Knowledge

Umbilical cord blood saves lives of blood cancer patients

Knowledge

Umbilical cord blood saves lives of blood cancer patients


One of the most valuable resources for treating patients with life-threatening blood cancers – the umbilical cord – is typically discarded after the birth of the baby unless the mother elects to donate it. Rather than let this precious resource go to waste, Piedmont Atlanta Hospital is offering free cord blood donation services to expectant mothers. “The umbilical cord is the cord that attaches the mom to the baby when she is pregnant,” says Philidah Seda, RN. “It is very special because it contains umbilical cord blood.

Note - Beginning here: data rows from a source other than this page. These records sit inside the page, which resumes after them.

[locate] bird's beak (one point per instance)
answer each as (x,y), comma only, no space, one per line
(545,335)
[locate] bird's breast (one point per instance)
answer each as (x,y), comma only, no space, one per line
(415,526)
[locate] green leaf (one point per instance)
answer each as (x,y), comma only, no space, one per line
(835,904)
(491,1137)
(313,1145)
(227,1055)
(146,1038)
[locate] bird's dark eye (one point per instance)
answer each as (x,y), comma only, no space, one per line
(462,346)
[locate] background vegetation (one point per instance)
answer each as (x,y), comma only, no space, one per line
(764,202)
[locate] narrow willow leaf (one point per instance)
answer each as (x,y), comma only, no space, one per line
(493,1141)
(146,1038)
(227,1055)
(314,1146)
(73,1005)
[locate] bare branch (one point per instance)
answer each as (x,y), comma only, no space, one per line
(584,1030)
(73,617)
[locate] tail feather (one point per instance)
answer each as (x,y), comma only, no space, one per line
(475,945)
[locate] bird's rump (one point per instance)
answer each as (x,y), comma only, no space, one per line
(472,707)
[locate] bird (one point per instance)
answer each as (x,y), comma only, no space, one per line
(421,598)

It is rich in stem cells, which are the basis of the formation of tissue and organs.”

How cord blood donation makes a difference

“The majority of patients benefitting from cord blood donation are leukemia patients,” says Anne Pierce, RNC, cord blood coordinator at Piedmont Atlanta. “Usually they are very ill and some of them have been told, ‘This is it.’”

Cord blood has the power to save the lives of patients who are literally on their deathbeds. “We’ve had patients picking out their funeral clothes, then they got a stem cell transplant from cord blood and they’re still with us years later,” says Pierce.

The donation process

Piedmont partners with the Cleveland Cord Blood Center, which collects, stores and distributes high-quality cord blood units for clinical transplantation and medical research.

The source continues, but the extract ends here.